Atom cons(Atom car_val, Atom cdr_val)
{
	Atom p;

	p.type = AtomType_Pair;
	p.value.pair = malloc(sizeof(struct Pair));

	car(p) = car_val;
	cdr(p) = cdr_val;

	return p;
}

cons is a function to allocate a pair on the heap and assign its two elements.

At this point you will have noticed that using cons will leak memory the moment its return value is discarded. We will deal with that later. Of course, if you are using a garbage-collected language then the problem is already taken care of.

Testing

Now we can start creating LISP objects. An integer:

Atom make_int(long x)
{
	Atom a;
	a.type = AtomType_Integer;
	a.value.integer = x;
	return a;
}

And a symbol:

Atom make_sym(const char *s)
{
	Atom a;
	a.type = AtomType_Symbol;
	a.value.symbol = strdup(s);
	return a;
}

Textual representation

We will write a pair like this:

(a . b)

where a is the car and b is the cdr.

By using the cdr of a pair to reference another pair, we can create a chain:

(a . (b . (c . (d . NIL))))

Notice that the cdr of the last pair is NIL. This signifies the end of the chain, and we call this structure a list. To avoid having to write a large number of brackets, we will write the previous list like this:

(a b c d)

Finally, if the cdr of the last pair in a list is not NIL, we will write this:

(p q . r)

which is equivalent to

(p . (q . r))

This is called an improper list.

Implementation

Printing an atom or list is simple.

void print_expr(Atom atom)
{
	switch (atom.type) {
	case AtomType_Nil:
		printf("NIL");
		break;
	case AtomType_Pair:
		putchar('(');
		print_expr(car(atom));
		atom = cdr(atom);
		while (!nilp(atom)) {
			if (atom.type == AtomType_Pair) {
				putchar(' ');
				print_expr(car(atom));
				atom = cdr(atom);
			} else {
				printf(" . ");
				print_expr(atom);
				break;
			}
		}
		putchar(')');
		break;
	case AtomType_Symbol:
		printf("%s", atom.value.symbol);
		break;
	case AtomType_Integer:
		printf("%ld", atom.value.integer);
		break;
	}
}

By using recursion we can print aribtrarily complex data structures. (Actually that's not true: for a very deeply nested structure we will run out of stack space, and a self-referencing tree will never finish printing).

Testing

See what print_expr does with various atoms:

Atom Output

make_int(42) 42
make_sym("FOO") FOO
cons(make_sym("X"), make_sym("Y")) (X . Y)
cons(make_int(1), cons(make_int(2), cons(make_int(3), nil))) (1 2 3)

Atom	Output
`make_int(42)`	`42`
`make_sym("FOO")`	`FOO`
`cons(make_sym("X"), make_sym("Y"))`	`(X . Y)`
`cons(make_int(1), cons(make_int(2), cons(make_int(3), nil)))`	`(1 2 3)`

All this is pretty trivial. We'll get on to some more interesting stuff in the next chapter.

One last thing

Remember we said that we would treat identical symbols as being the same object? We can enforce that by keeping track of all the symbols created, and returning the same atom if the same sequence of characters is requested subsequently.
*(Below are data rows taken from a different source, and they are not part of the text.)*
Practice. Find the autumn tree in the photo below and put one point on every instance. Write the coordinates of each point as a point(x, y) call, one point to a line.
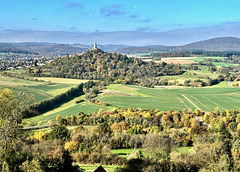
point(12, 106)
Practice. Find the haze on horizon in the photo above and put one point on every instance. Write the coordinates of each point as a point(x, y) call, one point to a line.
point(135, 22)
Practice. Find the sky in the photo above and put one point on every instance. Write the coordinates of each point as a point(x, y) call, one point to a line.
point(159, 21)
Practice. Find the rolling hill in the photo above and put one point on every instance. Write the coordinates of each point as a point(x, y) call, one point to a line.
point(215, 44)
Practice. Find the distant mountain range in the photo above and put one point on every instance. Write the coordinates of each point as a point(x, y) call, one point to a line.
point(215, 44)
point(52, 49)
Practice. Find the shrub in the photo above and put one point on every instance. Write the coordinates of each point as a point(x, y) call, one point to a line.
point(71, 146)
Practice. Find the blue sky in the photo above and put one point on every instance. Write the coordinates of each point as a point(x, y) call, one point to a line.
point(97, 16)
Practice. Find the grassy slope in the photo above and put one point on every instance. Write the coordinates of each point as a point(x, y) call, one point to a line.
point(166, 99)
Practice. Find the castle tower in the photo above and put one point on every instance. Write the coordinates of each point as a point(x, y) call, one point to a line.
point(94, 46)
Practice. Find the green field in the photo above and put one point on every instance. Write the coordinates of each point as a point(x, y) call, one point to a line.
point(173, 98)
point(206, 98)
point(91, 168)
point(39, 90)
point(127, 152)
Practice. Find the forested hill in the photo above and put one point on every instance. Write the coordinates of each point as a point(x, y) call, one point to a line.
point(215, 44)
point(111, 67)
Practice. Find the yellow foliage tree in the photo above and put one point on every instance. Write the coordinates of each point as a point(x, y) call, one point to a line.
point(71, 146)
point(39, 136)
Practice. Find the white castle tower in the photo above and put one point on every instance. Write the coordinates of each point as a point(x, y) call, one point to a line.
point(94, 45)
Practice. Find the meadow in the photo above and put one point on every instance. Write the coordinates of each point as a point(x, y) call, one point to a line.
point(190, 60)
point(222, 95)
point(174, 98)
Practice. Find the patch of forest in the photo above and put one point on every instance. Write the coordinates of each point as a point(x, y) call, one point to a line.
point(110, 67)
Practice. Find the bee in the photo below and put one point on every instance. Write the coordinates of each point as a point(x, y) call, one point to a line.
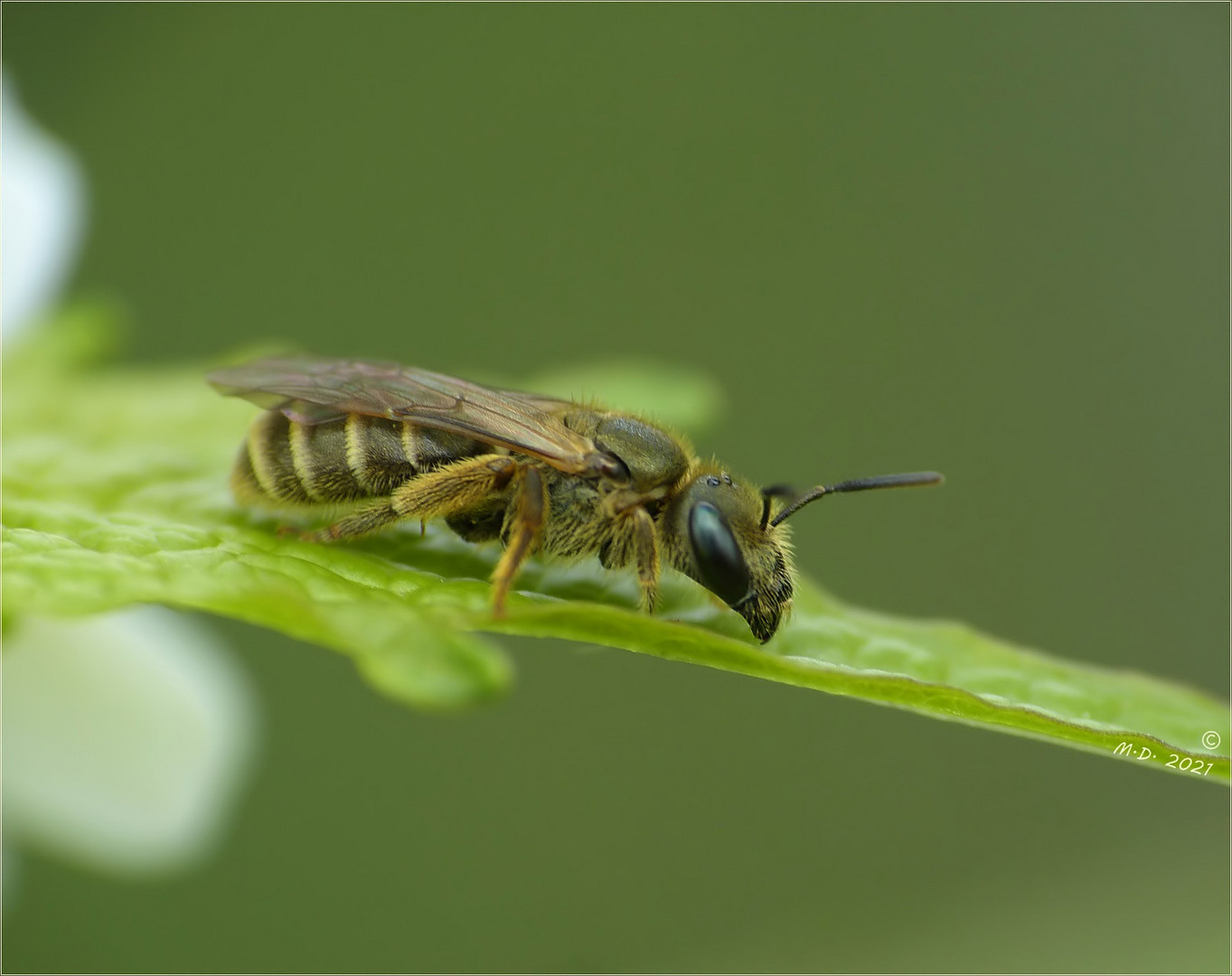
point(536, 474)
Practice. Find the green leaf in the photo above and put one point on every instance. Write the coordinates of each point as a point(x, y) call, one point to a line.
point(115, 490)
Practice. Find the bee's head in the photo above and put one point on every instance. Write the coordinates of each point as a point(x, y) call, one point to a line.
point(722, 541)
point(721, 534)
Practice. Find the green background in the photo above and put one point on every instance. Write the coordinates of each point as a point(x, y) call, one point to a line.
point(991, 240)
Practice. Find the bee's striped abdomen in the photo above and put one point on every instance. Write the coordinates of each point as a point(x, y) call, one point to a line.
point(342, 460)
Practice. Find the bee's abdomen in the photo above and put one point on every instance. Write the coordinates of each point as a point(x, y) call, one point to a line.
point(342, 460)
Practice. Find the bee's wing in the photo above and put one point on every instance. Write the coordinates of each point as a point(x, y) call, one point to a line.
point(313, 390)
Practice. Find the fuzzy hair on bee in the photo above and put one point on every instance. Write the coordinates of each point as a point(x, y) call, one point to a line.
point(536, 474)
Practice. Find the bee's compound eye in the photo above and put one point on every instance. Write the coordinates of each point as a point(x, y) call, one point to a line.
point(719, 562)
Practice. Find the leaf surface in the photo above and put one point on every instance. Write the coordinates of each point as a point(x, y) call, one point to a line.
point(115, 493)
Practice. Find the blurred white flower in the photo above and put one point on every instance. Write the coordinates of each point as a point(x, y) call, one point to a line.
point(123, 737)
point(43, 216)
point(126, 735)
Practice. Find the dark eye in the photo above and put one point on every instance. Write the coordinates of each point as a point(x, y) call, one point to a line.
point(719, 562)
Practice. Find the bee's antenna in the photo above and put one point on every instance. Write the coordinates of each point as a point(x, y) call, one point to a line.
point(858, 484)
point(773, 491)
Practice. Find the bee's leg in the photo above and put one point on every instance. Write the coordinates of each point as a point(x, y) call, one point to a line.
point(528, 522)
point(645, 549)
point(447, 491)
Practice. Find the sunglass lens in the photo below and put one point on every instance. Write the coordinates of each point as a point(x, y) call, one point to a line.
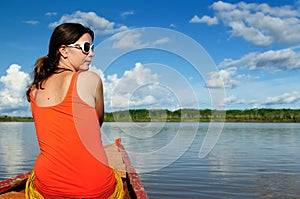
point(86, 47)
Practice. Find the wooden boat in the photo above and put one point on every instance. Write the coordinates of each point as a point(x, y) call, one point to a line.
point(117, 157)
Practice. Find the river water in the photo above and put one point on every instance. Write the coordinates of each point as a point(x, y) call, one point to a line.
point(249, 160)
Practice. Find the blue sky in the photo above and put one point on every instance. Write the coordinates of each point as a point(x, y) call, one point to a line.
point(164, 54)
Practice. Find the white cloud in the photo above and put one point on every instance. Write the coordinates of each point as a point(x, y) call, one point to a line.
point(134, 40)
point(50, 14)
point(205, 19)
point(127, 40)
point(258, 24)
point(285, 98)
point(127, 13)
point(275, 60)
point(12, 95)
point(99, 25)
point(224, 78)
point(134, 88)
point(32, 22)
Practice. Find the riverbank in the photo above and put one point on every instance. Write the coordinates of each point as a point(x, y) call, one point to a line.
point(191, 115)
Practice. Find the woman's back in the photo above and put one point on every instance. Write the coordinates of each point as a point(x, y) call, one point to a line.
point(72, 160)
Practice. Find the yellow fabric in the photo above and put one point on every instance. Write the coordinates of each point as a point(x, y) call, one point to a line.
point(30, 191)
point(119, 190)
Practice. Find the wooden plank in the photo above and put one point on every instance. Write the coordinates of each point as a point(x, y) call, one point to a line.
point(115, 160)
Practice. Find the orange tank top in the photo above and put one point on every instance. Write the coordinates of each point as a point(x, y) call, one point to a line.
point(72, 161)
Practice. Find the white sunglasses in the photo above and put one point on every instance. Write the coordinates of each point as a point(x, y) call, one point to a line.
point(86, 47)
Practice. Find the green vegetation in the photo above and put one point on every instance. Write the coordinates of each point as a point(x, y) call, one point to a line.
point(206, 115)
point(192, 115)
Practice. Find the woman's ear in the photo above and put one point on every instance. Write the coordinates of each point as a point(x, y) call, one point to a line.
point(63, 51)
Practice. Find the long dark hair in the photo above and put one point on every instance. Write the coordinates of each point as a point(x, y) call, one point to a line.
point(64, 34)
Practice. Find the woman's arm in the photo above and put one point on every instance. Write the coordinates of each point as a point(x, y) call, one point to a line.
point(99, 101)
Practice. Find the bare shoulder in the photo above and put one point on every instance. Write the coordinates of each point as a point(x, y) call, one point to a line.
point(89, 76)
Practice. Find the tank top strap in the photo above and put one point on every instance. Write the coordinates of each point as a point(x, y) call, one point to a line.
point(72, 85)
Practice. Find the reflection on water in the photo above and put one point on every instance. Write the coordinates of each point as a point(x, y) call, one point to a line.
point(250, 160)
point(18, 148)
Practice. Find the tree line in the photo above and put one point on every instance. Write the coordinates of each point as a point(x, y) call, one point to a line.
point(206, 115)
point(191, 115)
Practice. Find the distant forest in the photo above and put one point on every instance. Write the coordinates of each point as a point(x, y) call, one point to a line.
point(192, 115)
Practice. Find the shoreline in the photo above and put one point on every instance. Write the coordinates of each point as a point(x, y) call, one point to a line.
point(262, 115)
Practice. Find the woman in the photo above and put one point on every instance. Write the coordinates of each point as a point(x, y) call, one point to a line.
point(68, 110)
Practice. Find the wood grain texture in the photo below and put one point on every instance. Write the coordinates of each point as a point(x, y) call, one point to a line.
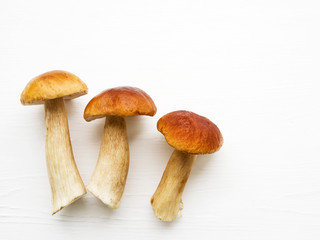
point(249, 66)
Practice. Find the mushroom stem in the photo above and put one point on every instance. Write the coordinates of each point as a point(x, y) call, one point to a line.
point(109, 178)
point(166, 201)
point(66, 183)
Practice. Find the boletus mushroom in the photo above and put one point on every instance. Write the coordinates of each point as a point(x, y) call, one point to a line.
point(189, 134)
point(51, 89)
point(109, 177)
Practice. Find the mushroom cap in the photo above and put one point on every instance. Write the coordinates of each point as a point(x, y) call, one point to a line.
point(120, 101)
point(190, 132)
point(51, 85)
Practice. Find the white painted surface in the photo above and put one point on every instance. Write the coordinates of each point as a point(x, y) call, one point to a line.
point(252, 67)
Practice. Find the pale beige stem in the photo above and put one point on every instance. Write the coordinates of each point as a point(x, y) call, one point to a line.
point(66, 183)
point(110, 175)
point(166, 201)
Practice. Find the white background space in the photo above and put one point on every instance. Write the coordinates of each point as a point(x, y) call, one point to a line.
point(252, 67)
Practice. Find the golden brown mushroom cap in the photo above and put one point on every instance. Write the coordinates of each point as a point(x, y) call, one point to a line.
point(120, 101)
point(51, 85)
point(190, 132)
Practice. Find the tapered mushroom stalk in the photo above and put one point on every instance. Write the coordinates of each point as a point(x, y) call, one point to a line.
point(109, 177)
point(189, 134)
point(50, 88)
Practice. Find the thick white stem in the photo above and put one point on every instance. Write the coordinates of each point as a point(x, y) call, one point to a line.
point(166, 201)
point(66, 183)
point(110, 175)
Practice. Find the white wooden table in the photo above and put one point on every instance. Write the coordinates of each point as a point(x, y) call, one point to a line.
point(252, 67)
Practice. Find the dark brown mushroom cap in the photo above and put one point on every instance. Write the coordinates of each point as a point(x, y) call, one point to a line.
point(51, 85)
point(120, 101)
point(190, 132)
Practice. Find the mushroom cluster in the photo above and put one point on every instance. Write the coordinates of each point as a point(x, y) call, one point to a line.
point(51, 89)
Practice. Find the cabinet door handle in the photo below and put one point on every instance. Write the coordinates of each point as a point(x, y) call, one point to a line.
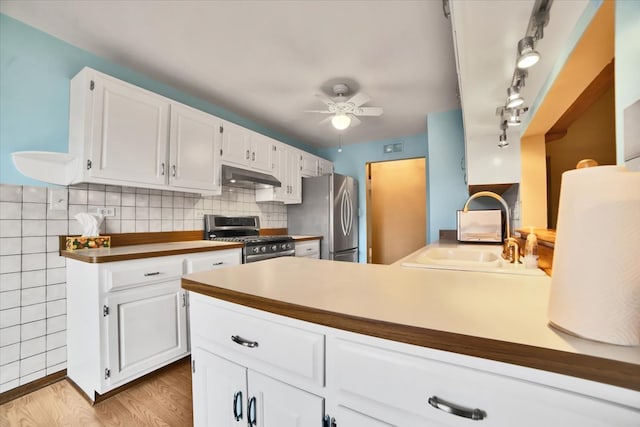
point(251, 412)
point(461, 411)
point(239, 340)
point(237, 405)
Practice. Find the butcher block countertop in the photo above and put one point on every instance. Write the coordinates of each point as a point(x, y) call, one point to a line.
point(123, 253)
point(498, 317)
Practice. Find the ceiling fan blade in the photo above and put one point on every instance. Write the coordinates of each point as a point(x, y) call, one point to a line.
point(325, 100)
point(358, 99)
point(368, 111)
point(354, 120)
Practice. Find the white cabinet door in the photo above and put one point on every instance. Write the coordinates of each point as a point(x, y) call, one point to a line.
point(261, 153)
point(236, 145)
point(219, 391)
point(145, 328)
point(129, 133)
point(194, 160)
point(294, 179)
point(276, 404)
point(309, 164)
point(325, 167)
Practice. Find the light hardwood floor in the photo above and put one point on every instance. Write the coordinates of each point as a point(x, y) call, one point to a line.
point(163, 399)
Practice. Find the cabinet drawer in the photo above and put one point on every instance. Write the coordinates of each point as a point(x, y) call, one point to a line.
point(371, 379)
point(308, 249)
point(129, 274)
point(213, 260)
point(271, 347)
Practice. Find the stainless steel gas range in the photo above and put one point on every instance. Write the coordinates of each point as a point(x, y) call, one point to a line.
point(246, 230)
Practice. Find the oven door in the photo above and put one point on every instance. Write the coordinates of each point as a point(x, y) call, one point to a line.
point(261, 257)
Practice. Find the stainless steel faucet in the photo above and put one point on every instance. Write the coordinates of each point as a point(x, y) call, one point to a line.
point(510, 250)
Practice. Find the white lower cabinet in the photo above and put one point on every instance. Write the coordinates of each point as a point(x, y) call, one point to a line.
point(128, 318)
point(362, 381)
point(226, 394)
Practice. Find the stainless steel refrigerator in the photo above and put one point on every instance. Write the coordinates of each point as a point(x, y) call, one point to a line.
point(329, 209)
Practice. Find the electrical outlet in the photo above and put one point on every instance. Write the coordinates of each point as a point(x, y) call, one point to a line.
point(106, 211)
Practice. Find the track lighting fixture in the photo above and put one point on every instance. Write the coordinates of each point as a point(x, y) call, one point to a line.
point(514, 99)
point(527, 55)
point(502, 140)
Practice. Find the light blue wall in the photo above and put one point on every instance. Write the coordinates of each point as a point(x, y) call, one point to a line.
point(447, 187)
point(627, 51)
point(352, 160)
point(442, 145)
point(35, 69)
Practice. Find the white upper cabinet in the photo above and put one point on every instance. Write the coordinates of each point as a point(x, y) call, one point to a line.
point(245, 149)
point(286, 167)
point(119, 131)
point(125, 135)
point(194, 150)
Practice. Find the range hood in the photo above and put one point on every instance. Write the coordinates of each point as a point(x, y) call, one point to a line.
point(236, 177)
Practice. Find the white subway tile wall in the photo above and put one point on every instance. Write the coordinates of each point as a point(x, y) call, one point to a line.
point(33, 275)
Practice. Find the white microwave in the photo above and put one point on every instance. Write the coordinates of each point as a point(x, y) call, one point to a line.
point(480, 226)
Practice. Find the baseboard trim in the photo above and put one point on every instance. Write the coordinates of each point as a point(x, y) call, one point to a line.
point(20, 391)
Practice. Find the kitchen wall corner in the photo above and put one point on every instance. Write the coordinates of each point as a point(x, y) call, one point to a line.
point(33, 275)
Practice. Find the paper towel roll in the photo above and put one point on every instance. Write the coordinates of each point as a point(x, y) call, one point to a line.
point(595, 286)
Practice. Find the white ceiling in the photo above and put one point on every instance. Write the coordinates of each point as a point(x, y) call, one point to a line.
point(487, 37)
point(266, 60)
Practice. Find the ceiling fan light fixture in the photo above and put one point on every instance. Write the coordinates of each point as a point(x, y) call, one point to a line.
point(341, 121)
point(527, 55)
point(514, 99)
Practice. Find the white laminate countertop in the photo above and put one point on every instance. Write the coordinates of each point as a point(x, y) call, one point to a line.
point(455, 308)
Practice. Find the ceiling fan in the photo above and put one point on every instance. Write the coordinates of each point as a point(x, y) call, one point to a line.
point(344, 110)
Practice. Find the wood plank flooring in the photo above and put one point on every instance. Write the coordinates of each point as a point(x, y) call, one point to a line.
point(162, 399)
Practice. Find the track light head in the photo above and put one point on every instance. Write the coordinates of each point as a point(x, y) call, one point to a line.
point(527, 55)
point(514, 99)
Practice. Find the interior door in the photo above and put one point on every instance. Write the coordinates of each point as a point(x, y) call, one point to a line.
point(276, 404)
point(219, 391)
point(345, 213)
point(396, 209)
point(145, 328)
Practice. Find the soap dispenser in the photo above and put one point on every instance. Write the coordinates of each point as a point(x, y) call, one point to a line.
point(531, 250)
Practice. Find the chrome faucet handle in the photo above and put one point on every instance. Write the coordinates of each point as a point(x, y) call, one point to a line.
point(512, 250)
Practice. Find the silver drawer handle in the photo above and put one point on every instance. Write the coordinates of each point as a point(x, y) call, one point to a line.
point(239, 340)
point(461, 411)
point(155, 273)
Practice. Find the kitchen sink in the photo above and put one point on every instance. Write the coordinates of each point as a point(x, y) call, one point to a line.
point(466, 259)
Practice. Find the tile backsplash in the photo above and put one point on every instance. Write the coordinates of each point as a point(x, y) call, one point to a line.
point(33, 275)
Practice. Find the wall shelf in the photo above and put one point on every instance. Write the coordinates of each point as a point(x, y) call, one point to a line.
point(47, 166)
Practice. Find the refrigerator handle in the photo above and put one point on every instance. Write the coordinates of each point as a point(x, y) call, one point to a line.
point(350, 213)
point(343, 212)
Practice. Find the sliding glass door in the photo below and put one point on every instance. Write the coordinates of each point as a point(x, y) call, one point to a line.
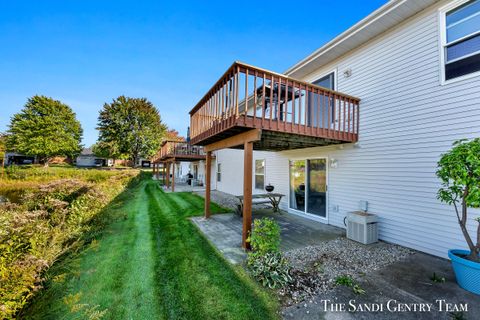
point(308, 186)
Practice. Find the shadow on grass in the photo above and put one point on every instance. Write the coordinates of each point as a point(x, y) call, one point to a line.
point(144, 259)
point(66, 264)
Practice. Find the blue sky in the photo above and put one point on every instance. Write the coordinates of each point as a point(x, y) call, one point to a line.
point(86, 52)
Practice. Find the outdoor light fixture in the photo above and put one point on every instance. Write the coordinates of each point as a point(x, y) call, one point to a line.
point(333, 163)
point(347, 73)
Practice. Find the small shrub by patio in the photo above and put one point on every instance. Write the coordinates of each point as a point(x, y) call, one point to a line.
point(265, 262)
point(459, 172)
point(272, 270)
point(265, 236)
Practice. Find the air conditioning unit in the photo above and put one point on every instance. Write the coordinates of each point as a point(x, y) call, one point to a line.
point(362, 227)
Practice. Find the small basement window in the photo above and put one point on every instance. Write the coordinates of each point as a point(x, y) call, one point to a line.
point(460, 30)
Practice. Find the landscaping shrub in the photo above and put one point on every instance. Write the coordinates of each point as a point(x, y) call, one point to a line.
point(49, 220)
point(272, 270)
point(265, 262)
point(265, 236)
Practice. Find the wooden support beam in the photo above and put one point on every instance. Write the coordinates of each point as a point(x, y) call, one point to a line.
point(208, 165)
point(163, 172)
point(168, 175)
point(247, 193)
point(173, 176)
point(239, 139)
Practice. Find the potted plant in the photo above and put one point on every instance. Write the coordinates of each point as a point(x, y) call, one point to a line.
point(459, 171)
point(269, 188)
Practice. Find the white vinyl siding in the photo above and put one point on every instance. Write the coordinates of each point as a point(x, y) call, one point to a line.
point(407, 120)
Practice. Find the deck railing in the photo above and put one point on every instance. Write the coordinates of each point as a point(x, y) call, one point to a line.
point(247, 96)
point(175, 149)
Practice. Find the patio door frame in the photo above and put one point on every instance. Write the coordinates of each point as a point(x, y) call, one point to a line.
point(304, 213)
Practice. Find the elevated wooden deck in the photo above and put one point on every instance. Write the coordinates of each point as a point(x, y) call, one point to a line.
point(291, 113)
point(180, 151)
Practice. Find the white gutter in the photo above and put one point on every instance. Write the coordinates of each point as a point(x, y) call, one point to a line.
point(346, 35)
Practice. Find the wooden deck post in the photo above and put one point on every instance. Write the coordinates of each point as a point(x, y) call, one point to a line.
point(173, 176)
point(208, 165)
point(168, 175)
point(163, 172)
point(247, 193)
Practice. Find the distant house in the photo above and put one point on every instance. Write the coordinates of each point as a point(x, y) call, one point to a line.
point(18, 159)
point(88, 159)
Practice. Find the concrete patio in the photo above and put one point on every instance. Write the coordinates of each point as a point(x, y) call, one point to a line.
point(224, 231)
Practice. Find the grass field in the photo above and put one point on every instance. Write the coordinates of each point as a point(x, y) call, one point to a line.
point(151, 263)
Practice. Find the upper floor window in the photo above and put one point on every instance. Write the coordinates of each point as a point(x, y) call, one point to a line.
point(461, 39)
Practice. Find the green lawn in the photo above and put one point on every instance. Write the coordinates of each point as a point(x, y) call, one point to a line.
point(151, 263)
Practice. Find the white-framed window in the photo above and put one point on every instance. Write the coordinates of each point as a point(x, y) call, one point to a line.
point(260, 174)
point(460, 40)
point(219, 172)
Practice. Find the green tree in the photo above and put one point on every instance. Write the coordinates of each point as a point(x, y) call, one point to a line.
point(3, 148)
point(130, 126)
point(459, 171)
point(45, 128)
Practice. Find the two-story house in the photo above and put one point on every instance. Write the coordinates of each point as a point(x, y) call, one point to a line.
point(363, 118)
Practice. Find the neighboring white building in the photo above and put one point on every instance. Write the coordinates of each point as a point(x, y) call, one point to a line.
point(415, 66)
point(88, 159)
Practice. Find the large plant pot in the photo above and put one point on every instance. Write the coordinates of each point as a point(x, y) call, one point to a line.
point(467, 272)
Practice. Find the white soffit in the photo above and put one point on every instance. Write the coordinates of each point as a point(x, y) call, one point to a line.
point(386, 17)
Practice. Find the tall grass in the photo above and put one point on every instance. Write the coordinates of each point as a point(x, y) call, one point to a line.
point(59, 206)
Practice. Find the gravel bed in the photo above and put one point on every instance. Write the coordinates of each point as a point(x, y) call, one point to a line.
point(315, 268)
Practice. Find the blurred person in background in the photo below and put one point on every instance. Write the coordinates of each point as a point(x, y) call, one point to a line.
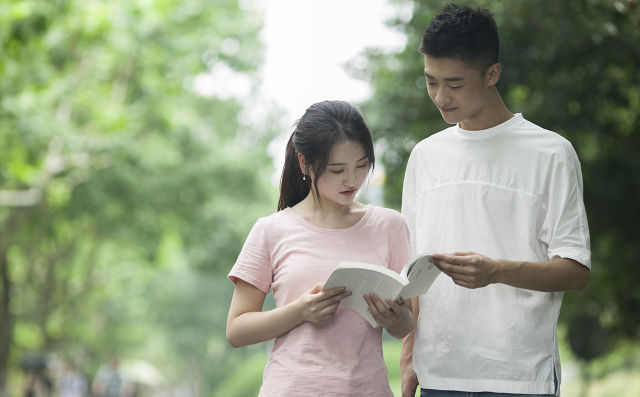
point(110, 382)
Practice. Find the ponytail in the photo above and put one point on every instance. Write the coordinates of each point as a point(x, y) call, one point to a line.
point(292, 188)
point(323, 125)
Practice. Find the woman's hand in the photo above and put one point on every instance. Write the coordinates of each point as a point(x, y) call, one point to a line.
point(395, 316)
point(317, 305)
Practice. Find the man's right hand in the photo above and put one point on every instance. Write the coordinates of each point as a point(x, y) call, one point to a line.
point(409, 382)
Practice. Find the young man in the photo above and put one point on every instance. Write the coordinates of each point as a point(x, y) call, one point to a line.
point(499, 201)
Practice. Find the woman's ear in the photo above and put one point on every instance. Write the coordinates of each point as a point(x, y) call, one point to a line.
point(492, 74)
point(303, 163)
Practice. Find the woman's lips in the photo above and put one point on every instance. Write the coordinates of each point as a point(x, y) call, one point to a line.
point(348, 192)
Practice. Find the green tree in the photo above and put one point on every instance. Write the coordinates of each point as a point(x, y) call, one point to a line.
point(570, 66)
point(115, 168)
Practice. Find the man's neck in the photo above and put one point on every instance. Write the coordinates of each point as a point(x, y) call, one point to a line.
point(494, 113)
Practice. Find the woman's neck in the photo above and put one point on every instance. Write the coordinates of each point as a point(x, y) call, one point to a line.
point(329, 215)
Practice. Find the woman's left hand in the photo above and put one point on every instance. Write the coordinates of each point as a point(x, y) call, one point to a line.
point(390, 315)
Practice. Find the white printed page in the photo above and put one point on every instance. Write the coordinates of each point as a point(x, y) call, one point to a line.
point(361, 282)
point(421, 276)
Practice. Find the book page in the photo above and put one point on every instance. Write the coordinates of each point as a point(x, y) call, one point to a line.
point(360, 281)
point(421, 274)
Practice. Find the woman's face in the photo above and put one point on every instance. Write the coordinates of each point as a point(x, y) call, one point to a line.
point(346, 171)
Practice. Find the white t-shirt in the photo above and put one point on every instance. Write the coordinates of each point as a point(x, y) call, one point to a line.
point(341, 356)
point(513, 191)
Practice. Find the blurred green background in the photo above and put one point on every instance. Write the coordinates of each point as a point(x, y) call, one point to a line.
point(126, 195)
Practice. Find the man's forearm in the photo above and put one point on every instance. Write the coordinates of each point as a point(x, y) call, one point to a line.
point(559, 274)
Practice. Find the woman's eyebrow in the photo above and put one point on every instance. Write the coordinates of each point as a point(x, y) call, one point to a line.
point(357, 161)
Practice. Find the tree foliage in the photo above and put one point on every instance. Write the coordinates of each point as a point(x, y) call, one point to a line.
point(569, 66)
point(119, 180)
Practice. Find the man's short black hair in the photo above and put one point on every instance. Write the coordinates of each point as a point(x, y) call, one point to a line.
point(463, 33)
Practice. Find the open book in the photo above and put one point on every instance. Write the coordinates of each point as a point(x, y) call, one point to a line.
point(362, 278)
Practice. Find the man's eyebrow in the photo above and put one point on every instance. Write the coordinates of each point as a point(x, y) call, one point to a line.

Languages with a set or hashtable container make this easy, but we can use the LISP data structures already implemented to store the symbols in a list:

static Atom sym_table = { AtomType_Nil };

Atom make_sym(const char *s)
{
	Atom a, p;

	p = sym_table;
	while (!nilp(p)) {
		a = car(p);
		if (strcmp(a.value.symbol, s) == 0)
			return a;
		p = cdr(p);
	}

	a.type = AtomType_Symbol;
	a.value.symbol = strdup(s);
	sym_table = cons(a, sym_table);

	return a;
}

Neat, huh? It's not particularly efficient, but it will do fine for now.